We also keep ourselves from growing closer to God through our overly independent attitudes.  The self-reliant “pick myself up by my bootstraps” or “stand on my own two feet” cowboy mentality that is so popular right now.  This has been a fault in the U.S. psyche for a while, where asking for help appears to be a weakness or a character flaw.  In this mindset independence itself isn’t problematic, it’s the rigid adherence to self-reliance at all costs that pushes people and God away.

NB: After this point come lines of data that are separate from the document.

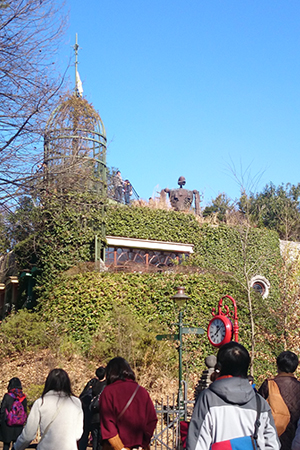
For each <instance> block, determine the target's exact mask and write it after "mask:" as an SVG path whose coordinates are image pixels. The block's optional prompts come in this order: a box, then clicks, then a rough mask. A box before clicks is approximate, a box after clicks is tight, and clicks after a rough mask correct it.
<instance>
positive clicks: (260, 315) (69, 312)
mask: <svg viewBox="0 0 300 450" xmlns="http://www.w3.org/2000/svg"><path fill="white" fill-rule="evenodd" d="M181 285H182V286H185V288H186V293H187V294H188V295H189V296H190V299H189V300H188V301H187V303H186V310H185V312H184V317H183V321H184V324H185V325H187V326H192V327H202V328H204V329H205V332H206V329H207V325H208V322H209V320H210V319H211V318H212V314H211V311H212V308H213V307H217V304H218V301H219V299H220V298H221V297H222V296H224V295H226V294H228V293H230V295H232V296H233V297H234V298H235V299H236V302H237V306H238V316H239V327H240V328H239V341H240V342H241V343H242V344H243V345H245V346H246V347H247V348H248V349H249V350H250V332H249V330H250V327H249V317H248V310H247V306H246V303H245V298H244V293H243V291H242V290H241V287H240V286H239V285H238V284H237V283H235V282H234V280H233V279H232V278H231V277H228V276H226V275H224V274H217V273H210V272H206V271H203V273H194V274H189V273H177V274H175V273H169V274H167V273H161V274H160V273H156V274H146V273H143V274H139V273H127V274H125V273H95V272H91V273H86V274H79V275H75V276H67V277H66V276H62V277H60V278H59V279H58V280H57V283H56V285H55V286H53V287H52V288H51V289H49V290H48V291H47V293H46V296H45V298H44V301H43V303H42V304H41V312H42V315H43V317H44V319H46V320H47V321H50V322H53V321H55V322H57V323H61V324H63V329H64V331H65V332H67V333H70V335H71V336H72V337H73V338H74V340H75V341H77V342H80V343H81V345H82V346H83V347H85V348H86V349H90V348H92V347H93V346H95V345H97V341H98V340H101V341H102V345H101V346H100V347H99V358H101V356H102V357H103V353H102V354H101V352H102V351H103V342H110V340H111V336H112V334H113V333H115V332H116V329H117V328H118V325H119V321H121V319H122V317H120V315H124V311H127V312H128V313H129V314H130V316H131V320H132V321H133V322H134V321H136V322H139V323H141V324H142V326H143V328H144V330H145V332H146V333H148V334H149V336H150V335H151V336H152V337H153V334H168V333H175V332H177V328H176V325H175V324H176V322H177V320H178V310H177V309H176V306H175V304H174V302H173V300H172V299H171V298H170V297H171V296H172V295H174V294H175V293H176V287H177V286H181ZM229 305H230V302H229ZM254 307H255V308H256V309H257V311H258V310H259V308H263V307H264V308H265V309H264V311H261V314H258V315H257V317H256V325H257V329H258V330H259V331H258V334H257V347H258V349H259V352H258V354H257V358H256V360H255V368H254V369H255V376H256V378H257V377H258V376H261V378H263V377H264V376H265V375H266V373H267V372H268V371H270V370H272V367H271V362H272V359H274V356H275V355H276V354H277V352H278V351H279V349H280V335H279V331H278V330H277V329H276V320H275V319H276V318H275V319H274V318H272V319H270V318H271V315H270V307H269V303H268V302H265V301H262V299H261V297H259V296H257V297H256V298H255V301H254ZM116 311H117V313H116ZM118 312H119V314H118ZM131 326H132V325H131ZM131 333H132V330H131V328H130V326H129V327H128V328H125V330H124V334H126V337H128V336H130V335H131ZM126 337H125V336H121V338H120V339H121V340H122V339H126ZM158 345H166V343H157V342H155V341H153V339H152V341H151V340H150V339H149V341H148V347H149V348H150V350H149V348H148V351H150V352H151V351H152V353H153V354H154V353H155V351H157V346H158ZM167 345H169V346H171V347H174V342H173V341H170V342H169V343H168V344H167ZM121 348H122V347H121ZM124 351H125V349H124ZM104 353H105V352H104ZM216 353H217V350H216V349H214V348H212V346H211V345H210V344H209V342H208V338H207V336H206V333H205V334H203V335H200V336H195V335H190V336H188V335H185V336H184V349H183V358H184V373H185V376H187V375H188V373H194V372H195V373H198V374H199V373H200V372H201V371H202V370H203V369H204V368H205V367H204V358H205V357H206V356H207V355H209V354H216Z"/></svg>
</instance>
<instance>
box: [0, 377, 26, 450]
mask: <svg viewBox="0 0 300 450" xmlns="http://www.w3.org/2000/svg"><path fill="white" fill-rule="evenodd" d="M15 400H18V401H19V402H20V403H21V404H22V405H23V409H24V411H23V413H24V414H23V415H24V423H25V420H26V413H27V399H26V395H25V394H24V393H23V391H22V384H21V381H20V379H19V378H17V377H14V378H11V379H10V380H9V383H8V387H7V393H6V394H4V397H3V400H2V403H1V411H0V424H1V426H0V430H1V441H2V442H3V450H8V449H9V446H10V443H11V442H15V441H16V440H17V438H18V436H19V435H20V434H21V433H22V429H23V425H24V423H23V424H17V425H9V424H8V423H7V411H11V410H12V406H13V403H14V401H15Z"/></svg>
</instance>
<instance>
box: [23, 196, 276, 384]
mask: <svg viewBox="0 0 300 450" xmlns="http://www.w3.org/2000/svg"><path fill="white" fill-rule="evenodd" d="M101 207H102V206H101V203H99V204H98V205H97V204H96V203H94V202H93V201H92V200H91V199H90V200H85V206H84V208H83V207H82V206H80V207H79V206H78V205H77V204H76V202H75V204H70V203H66V204H65V205H61V204H59V203H57V202H49V204H48V205H47V207H44V208H43V209H40V211H39V227H38V232H37V233H35V234H32V235H31V236H30V238H29V239H28V240H27V241H26V242H24V241H23V242H21V243H19V244H18V245H17V246H16V253H17V256H18V257H19V261H20V262H21V263H22V264H23V266H27V267H28V261H29V260H30V258H31V261H32V264H34V265H35V266H38V267H39V269H40V270H41V272H40V275H39V277H38V279H37V284H36V288H35V289H36V291H37V292H39V306H40V309H41V312H42V314H43V317H44V318H45V319H47V320H50V321H52V322H53V321H54V322H55V323H58V324H61V325H62V326H63V329H64V330H65V331H66V332H68V333H70V335H72V336H73V338H74V340H75V341H77V342H80V345H82V346H83V347H86V348H88V347H89V346H91V345H92V342H93V340H95V339H96V338H95V336H99V332H100V331H101V330H100V331H99V327H100V328H101V329H102V331H101V333H102V335H101V336H102V337H101V339H100V341H101V342H102V343H103V342H104V341H105V342H107V346H108V347H109V345H110V344H109V343H110V340H109V339H110V337H109V336H110V335H111V330H112V327H113V324H114V323H115V322H116V321H117V322H118V321H120V320H121V317H120V316H119V318H118V316H117V315H116V314H118V311H124V308H125V309H126V310H128V311H129V315H130V316H131V318H132V320H136V321H137V322H140V323H142V324H144V325H143V326H144V327H145V329H146V330H149V333H150V332H151V333H164V332H166V333H168V332H170V331H171V332H172V331H174V325H172V324H174V322H175V321H176V311H175V309H174V305H173V302H172V301H171V300H170V296H171V295H173V294H174V293H175V292H176V287H177V286H179V285H183V286H185V287H186V291H187V294H188V295H190V297H191V299H190V301H189V302H188V305H187V310H186V315H185V320H186V324H187V325H190V326H202V327H203V328H205V329H206V327H207V324H208V321H209V319H210V318H211V317H212V316H211V309H212V307H217V304H218V301H219V299H220V298H221V297H222V296H223V295H226V294H229V295H231V296H233V297H234V298H235V299H236V301H237V305H238V314H239V320H240V322H239V324H240V342H242V343H243V344H245V345H246V347H248V348H249V341H250V325H249V310H248V302H247V289H246V286H245V279H247V278H248V279H249V278H251V276H253V275H257V274H260V275H263V276H265V277H266V278H268V279H269V281H270V284H271V288H270V295H269V297H268V298H267V299H262V298H261V296H259V295H257V296H254V297H253V313H254V319H255V324H256V331H257V333H256V334H257V335H256V342H257V349H259V351H258V353H257V358H256V361H255V364H256V366H255V371H256V372H257V374H262V376H263V375H265V374H266V371H267V370H268V368H269V367H270V361H271V360H272V358H273V359H274V356H275V355H276V354H277V353H278V351H279V350H281V348H280V346H281V343H280V329H278V328H277V317H276V315H275V314H274V313H272V311H271V310H272V309H273V310H276V304H277V302H279V287H278V285H279V282H278V279H279V277H278V271H279V270H280V266H281V256H280V250H279V239H278V236H277V234H276V233H274V232H270V231H267V230H262V229H256V228H248V227H242V226H236V227H229V226H225V225H221V226H218V227H217V226H211V225H208V224H202V223H199V222H198V221H197V219H196V218H195V216H194V215H193V214H183V213H180V212H175V211H165V210H158V209H157V210H155V209H150V208H144V207H124V206H123V207H122V206H109V207H107V209H106V232H107V235H114V236H124V237H132V238H141V239H155V240H164V241H171V242H172V241H173V242H183V243H192V244H194V254H193V255H192V256H191V257H190V258H189V260H188V261H187V262H186V266H185V267H182V268H180V267H177V268H174V272H173V273H161V274H147V273H144V274H139V273H132V274H115V273H103V274H99V273H93V272H91V273H82V274H79V275H75V276H67V275H66V274H65V275H63V273H64V272H65V271H66V270H67V269H69V268H71V267H73V266H76V265H78V264H79V263H80V262H82V261H93V260H94V235H95V234H97V232H98V231H97V230H98V228H99V227H101V226H102V211H101ZM116 317H117V319H116ZM107 324H109V326H108V325H107ZM103 333H104V334H103ZM105 333H106V334H105ZM96 340H97V339H96ZM103 340H104V341H103ZM149 342H150V341H149ZM148 345H149V346H151V345H152V344H150V343H148ZM156 345H158V344H156ZM172 345H173V346H174V343H170V346H172ZM101 348H102V347H101ZM214 351H215V350H213V349H212V347H211V346H210V345H209V344H208V340H207V338H206V336H200V337H195V336H190V337H187V336H186V337H185V352H184V353H185V358H186V365H185V370H186V371H192V370H193V367H196V366H197V367H198V369H199V370H200V368H201V367H202V368H203V358H204V357H205V356H206V355H207V354H210V353H212V352H214ZM201 365H202V366H201ZM198 369H197V370H198Z"/></svg>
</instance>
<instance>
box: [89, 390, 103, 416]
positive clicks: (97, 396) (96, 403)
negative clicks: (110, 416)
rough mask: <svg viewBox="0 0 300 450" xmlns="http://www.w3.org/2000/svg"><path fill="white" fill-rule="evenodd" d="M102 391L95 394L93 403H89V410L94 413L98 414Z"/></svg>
mask: <svg viewBox="0 0 300 450" xmlns="http://www.w3.org/2000/svg"><path fill="white" fill-rule="evenodd" d="M100 395H101V392H100V393H99V394H98V395H95V397H93V398H92V400H91V403H90V405H89V410H90V411H91V413H92V414H97V413H98V412H99V399H100Z"/></svg>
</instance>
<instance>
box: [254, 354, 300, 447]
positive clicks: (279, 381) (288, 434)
mask: <svg viewBox="0 0 300 450" xmlns="http://www.w3.org/2000/svg"><path fill="white" fill-rule="evenodd" d="M298 364H299V359H298V357H297V355H296V354H295V353H293V352H291V351H289V350H287V351H284V352H281V353H280V355H278V357H277V359H276V365H277V375H276V376H275V377H274V381H275V383H276V384H277V386H278V388H279V392H280V394H281V397H282V399H283V400H284V403H285V405H286V406H287V408H288V411H289V413H290V421H289V423H288V424H287V426H286V429H285V431H284V432H283V433H282V434H281V435H280V436H279V439H280V442H281V450H290V449H291V445H292V441H293V439H294V437H295V433H296V428H297V422H298V420H299V418H300V382H299V381H298V380H297V379H296V377H295V376H294V372H295V370H296V369H297V367H298ZM258 392H259V394H260V395H261V396H262V397H264V398H265V399H268V397H269V387H268V379H266V380H265V381H264V382H263V384H262V385H261V387H260V388H259V390H258ZM285 405H284V406H285Z"/></svg>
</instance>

The answer for this overly independent attitude is to ask, seek and knock – to become just a little vulnerable and to let God and others in.

The way to come closer to God is to understand that all of our relationships grow at the speed of trust.  We don’t build trust in God or other people unless we open ourselves up and seek the relationship.  Trust happens slowly and incrementally, not in 10 daily steps or 30 bible passages.  Trust develops when we realize that we’re living our lives behind protective barriers, which keep others at a safe distance – but imprison us. These unconscious untrusting avoidance strategies can feel like self-protection, but they create the disconnected loneliness that is rampant in our lives and country right now. 

Jesus said that he came to set all prisoners free – he’s talking to us.  Jesus came that we might have life and have it abundantly.  He tells us to be truly free to develop trusting relationships with God and with other humans, we need to learn to trust God and each other.  We need to learn how to ask for what we need, to seek after the healing relationships that are available to all of us, and to keep knocking on relationship doors until they are opened to us.  We come closer to God and to each other by setting aside the worries and busyness of today and creating quality time with God and each other.  We come closer to God when we choose to work on that relationship as much as we work on any human relationship.  May we all seek, ask and knock in order to come closer to God and each other every day, amen!